In the Arts: Big Technology Company Pledges to Maintain Giving, New York City Opera Signs Staff Deal
August 25, 2009 | Read Time: 1 minute
The European engineering and information-technology giant Siemens will maintain its annual giving for the arts and other projects at about $72-million despite declining business, says Bloomberg.
The firm, which sponsors the annual Bayreuth and Salzburg music festivals, among other social and cultural activities, reported a 28-percent decline in orders in July and cut 17,000 jobs last year. Stephan Heimbach, a spokesman for Siemens, said its long-term patronage activities “are not a dispensable quality in an economically difficult environment.”

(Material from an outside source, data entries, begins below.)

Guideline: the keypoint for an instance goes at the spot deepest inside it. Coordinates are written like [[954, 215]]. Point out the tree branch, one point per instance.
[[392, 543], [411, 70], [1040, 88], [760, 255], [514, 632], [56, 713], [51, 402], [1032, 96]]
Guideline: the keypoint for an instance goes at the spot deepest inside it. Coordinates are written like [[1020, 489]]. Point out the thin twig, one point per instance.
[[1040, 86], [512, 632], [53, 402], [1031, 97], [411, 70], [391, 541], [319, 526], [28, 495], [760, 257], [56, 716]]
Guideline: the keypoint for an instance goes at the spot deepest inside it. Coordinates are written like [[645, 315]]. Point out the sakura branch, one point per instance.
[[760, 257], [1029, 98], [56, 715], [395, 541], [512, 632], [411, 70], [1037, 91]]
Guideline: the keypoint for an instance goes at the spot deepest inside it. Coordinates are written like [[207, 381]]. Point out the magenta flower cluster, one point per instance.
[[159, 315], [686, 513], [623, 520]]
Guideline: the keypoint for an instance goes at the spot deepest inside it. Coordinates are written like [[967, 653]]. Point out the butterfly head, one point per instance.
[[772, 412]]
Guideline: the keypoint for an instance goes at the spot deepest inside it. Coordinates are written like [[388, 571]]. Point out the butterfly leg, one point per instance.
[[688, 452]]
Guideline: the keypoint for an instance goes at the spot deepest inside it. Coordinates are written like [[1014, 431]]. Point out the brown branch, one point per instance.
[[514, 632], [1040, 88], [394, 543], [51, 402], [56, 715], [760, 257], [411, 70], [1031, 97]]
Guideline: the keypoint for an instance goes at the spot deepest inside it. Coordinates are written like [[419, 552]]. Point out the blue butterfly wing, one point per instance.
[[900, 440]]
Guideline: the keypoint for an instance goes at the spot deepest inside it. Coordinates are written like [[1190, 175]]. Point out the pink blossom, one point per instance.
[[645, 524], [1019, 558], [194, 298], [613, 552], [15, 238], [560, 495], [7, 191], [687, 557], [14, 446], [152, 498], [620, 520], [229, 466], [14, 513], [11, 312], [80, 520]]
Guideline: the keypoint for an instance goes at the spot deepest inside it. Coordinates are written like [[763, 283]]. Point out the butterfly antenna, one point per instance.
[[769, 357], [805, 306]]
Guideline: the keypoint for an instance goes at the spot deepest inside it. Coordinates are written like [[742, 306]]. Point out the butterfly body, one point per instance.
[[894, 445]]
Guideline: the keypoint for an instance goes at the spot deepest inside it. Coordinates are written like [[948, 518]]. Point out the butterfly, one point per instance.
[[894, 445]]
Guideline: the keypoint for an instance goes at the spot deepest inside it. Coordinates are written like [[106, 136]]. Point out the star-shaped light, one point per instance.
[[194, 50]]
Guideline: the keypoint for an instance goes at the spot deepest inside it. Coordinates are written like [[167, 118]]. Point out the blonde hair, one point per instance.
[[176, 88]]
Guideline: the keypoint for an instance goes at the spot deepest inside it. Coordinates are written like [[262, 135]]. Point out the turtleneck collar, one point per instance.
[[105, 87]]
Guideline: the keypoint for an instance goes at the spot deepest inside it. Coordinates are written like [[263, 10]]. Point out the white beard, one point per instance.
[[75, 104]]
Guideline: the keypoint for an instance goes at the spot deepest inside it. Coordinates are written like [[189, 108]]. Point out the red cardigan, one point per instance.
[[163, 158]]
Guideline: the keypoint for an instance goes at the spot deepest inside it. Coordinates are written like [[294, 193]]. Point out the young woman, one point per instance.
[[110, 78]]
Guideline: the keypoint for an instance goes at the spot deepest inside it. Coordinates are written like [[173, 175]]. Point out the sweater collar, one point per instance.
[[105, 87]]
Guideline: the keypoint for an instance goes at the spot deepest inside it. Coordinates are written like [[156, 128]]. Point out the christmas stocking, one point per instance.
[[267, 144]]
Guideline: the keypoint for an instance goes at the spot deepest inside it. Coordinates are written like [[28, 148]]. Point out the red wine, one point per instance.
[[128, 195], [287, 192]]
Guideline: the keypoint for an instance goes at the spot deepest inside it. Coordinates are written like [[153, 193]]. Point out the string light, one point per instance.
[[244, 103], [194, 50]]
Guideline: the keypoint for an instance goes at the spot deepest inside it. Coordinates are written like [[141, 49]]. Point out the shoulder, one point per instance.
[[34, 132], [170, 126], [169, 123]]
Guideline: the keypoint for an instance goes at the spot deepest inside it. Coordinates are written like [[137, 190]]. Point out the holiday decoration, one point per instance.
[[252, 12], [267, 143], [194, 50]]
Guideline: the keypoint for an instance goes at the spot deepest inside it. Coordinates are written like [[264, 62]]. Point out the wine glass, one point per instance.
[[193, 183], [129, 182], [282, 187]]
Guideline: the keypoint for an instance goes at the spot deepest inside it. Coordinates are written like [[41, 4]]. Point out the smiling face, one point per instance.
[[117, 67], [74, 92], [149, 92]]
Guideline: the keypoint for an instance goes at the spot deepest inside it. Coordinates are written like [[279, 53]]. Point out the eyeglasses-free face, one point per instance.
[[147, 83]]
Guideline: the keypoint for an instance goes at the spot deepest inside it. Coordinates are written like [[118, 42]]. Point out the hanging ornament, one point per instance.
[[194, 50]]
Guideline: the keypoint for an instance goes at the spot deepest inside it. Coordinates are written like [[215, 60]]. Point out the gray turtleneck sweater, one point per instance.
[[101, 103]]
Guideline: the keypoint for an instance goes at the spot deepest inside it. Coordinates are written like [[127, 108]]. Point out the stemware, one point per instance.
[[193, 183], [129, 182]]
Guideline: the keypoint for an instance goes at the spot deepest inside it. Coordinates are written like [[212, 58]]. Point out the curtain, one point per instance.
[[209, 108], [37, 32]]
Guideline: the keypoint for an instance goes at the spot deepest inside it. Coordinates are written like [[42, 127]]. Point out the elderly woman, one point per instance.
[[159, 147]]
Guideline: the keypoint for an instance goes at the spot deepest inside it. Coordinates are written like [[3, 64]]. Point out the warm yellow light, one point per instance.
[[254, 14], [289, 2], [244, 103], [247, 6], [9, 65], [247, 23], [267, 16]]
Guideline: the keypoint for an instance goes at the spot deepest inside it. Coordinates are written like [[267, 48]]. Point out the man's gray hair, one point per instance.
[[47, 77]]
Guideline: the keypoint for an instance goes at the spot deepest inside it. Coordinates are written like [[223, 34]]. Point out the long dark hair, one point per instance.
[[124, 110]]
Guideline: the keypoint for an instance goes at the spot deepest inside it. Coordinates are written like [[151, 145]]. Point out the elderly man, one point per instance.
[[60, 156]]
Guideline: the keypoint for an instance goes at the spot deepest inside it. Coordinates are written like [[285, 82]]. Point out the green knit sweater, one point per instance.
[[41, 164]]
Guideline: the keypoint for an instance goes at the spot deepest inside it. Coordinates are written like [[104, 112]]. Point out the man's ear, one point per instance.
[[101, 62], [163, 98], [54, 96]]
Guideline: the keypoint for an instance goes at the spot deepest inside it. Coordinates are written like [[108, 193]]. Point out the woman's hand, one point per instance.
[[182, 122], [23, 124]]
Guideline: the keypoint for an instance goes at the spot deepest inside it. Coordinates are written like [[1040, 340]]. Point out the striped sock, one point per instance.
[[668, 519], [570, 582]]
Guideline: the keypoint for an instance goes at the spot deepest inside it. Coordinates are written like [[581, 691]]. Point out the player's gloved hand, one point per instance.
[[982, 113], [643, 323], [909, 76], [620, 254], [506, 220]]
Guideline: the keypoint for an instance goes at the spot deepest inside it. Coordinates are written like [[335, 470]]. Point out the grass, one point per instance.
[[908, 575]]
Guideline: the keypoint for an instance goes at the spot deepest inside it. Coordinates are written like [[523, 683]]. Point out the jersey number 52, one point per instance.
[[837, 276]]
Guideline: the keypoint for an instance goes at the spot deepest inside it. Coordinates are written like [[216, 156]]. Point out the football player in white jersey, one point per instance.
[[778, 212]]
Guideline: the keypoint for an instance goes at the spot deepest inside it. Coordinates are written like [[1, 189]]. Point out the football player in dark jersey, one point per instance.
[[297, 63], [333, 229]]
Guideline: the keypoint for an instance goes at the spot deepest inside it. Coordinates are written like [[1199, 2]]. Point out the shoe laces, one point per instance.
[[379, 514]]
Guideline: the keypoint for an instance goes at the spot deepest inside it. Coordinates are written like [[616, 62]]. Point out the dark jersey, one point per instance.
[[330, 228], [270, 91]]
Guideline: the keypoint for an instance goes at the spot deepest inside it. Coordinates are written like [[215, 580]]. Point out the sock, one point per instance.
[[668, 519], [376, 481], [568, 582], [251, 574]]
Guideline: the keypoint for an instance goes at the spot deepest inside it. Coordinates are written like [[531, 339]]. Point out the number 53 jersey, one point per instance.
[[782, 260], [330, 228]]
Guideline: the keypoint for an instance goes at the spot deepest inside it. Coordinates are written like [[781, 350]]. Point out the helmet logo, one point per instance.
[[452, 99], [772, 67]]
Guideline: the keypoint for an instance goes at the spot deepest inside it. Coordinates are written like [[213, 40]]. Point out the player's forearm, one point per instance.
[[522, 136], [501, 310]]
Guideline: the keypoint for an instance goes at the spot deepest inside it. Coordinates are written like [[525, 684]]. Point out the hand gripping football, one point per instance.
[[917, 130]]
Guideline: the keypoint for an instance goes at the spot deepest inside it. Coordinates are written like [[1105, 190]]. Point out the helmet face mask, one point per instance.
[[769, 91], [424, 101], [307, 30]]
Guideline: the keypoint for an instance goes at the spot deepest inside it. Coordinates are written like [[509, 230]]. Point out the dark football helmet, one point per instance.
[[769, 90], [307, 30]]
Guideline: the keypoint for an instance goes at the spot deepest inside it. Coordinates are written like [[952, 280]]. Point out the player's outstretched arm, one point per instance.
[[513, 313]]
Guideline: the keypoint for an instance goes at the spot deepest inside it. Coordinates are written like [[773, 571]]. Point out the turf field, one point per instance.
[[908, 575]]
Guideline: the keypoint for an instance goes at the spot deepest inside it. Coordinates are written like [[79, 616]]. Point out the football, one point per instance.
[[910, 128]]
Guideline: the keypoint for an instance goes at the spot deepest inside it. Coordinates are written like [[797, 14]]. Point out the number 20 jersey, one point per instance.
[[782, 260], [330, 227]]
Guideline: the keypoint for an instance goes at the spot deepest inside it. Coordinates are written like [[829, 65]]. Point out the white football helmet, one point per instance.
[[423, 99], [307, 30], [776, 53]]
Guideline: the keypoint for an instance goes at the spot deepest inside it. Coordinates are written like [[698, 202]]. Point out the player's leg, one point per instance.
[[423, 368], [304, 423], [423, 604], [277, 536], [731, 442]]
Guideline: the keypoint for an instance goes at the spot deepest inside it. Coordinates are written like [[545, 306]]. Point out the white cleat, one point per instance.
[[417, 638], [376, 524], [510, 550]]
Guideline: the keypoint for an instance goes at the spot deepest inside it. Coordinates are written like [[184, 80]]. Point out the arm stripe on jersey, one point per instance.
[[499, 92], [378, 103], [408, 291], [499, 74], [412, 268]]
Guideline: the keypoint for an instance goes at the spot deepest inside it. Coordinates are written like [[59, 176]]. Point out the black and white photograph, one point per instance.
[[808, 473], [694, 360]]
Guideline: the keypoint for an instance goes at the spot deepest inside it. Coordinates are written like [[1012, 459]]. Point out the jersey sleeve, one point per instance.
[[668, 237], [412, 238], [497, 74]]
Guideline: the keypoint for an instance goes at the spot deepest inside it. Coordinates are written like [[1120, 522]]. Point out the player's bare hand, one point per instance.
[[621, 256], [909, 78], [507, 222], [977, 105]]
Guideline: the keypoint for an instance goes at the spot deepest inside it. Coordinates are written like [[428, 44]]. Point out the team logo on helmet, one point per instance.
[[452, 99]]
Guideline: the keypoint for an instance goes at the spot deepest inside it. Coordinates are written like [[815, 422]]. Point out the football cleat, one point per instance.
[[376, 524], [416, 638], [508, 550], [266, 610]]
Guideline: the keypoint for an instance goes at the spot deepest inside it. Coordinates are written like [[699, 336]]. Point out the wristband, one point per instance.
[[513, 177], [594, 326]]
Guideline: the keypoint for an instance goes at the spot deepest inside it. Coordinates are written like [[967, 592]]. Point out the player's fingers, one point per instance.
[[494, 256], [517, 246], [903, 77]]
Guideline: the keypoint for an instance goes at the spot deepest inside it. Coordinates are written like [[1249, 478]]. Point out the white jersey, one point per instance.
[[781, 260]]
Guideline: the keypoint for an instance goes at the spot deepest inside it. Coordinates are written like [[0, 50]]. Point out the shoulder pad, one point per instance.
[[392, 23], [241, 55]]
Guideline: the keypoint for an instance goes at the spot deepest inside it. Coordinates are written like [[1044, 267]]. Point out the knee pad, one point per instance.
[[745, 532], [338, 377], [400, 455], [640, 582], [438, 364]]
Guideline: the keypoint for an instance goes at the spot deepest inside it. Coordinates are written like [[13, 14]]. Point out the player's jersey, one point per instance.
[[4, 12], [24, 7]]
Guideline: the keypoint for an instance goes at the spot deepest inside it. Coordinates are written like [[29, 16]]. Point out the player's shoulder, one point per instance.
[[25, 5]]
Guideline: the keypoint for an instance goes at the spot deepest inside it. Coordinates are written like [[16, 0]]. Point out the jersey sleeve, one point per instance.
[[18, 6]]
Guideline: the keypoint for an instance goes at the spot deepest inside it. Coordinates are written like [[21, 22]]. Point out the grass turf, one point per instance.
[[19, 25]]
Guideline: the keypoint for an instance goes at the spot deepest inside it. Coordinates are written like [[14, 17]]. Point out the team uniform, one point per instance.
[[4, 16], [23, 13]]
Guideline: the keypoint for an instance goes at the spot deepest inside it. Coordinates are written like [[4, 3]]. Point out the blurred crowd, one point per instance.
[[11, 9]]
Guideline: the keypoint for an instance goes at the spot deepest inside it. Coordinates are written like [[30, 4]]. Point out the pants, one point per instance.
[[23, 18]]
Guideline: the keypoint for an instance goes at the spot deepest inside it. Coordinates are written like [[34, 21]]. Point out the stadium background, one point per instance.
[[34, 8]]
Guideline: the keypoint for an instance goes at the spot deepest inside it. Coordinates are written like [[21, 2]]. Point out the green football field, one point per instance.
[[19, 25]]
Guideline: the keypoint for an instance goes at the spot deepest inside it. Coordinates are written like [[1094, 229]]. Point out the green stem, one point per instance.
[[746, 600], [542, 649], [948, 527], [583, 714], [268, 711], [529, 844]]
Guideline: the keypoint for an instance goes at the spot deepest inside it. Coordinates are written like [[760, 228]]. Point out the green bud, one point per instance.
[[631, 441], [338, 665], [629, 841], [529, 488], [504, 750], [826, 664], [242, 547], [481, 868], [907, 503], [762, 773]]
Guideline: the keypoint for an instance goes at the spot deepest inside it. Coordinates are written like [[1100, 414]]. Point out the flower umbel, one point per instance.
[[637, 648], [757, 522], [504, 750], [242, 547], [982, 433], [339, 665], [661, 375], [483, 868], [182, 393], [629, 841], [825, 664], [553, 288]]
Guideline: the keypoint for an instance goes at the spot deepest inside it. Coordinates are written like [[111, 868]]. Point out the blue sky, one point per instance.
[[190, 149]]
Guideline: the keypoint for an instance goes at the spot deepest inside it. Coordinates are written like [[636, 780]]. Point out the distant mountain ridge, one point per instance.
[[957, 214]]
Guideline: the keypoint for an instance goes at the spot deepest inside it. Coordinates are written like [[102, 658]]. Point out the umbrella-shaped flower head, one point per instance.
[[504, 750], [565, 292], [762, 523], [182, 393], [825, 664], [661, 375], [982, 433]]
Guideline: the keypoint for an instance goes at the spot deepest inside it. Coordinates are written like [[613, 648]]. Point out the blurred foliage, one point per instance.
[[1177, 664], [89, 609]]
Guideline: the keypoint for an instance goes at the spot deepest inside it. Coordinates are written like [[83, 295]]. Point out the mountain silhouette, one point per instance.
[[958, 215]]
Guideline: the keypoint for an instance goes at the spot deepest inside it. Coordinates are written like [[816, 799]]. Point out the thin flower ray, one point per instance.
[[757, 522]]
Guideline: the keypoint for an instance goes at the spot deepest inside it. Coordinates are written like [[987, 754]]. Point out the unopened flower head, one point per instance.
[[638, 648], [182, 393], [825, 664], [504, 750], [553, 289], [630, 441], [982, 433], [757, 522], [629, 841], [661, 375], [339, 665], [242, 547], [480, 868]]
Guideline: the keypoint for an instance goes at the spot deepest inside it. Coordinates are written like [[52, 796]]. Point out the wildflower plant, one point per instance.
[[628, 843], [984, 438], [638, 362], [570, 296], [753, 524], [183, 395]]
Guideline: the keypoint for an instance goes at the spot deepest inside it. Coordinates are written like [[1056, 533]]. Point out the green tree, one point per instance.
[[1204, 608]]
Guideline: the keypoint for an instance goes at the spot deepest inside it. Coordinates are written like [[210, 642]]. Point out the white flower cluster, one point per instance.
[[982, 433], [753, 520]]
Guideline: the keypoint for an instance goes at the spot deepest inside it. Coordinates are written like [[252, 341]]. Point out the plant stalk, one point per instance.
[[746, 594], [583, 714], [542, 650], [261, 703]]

In other arts news, New York’s City Opera has reached a deal with its singers, dancers, and production staff that will allow the financially strapped company to cut labor costs, according to The New York Times. Under the two-year contract, the opera will cut guaranteed work for American Guild of Musical Artists members from 26 to 22 weeks this year. Next year it will guarantee 23 weeks.
And The Denver Post reports on the travails of the Colorado Ballet, which had just shaken off the effects of a financial crisis a few years ago when the current recession hit. Contributions have dropped 60 percent in the past year, fueling a $500,000 budget shortfall.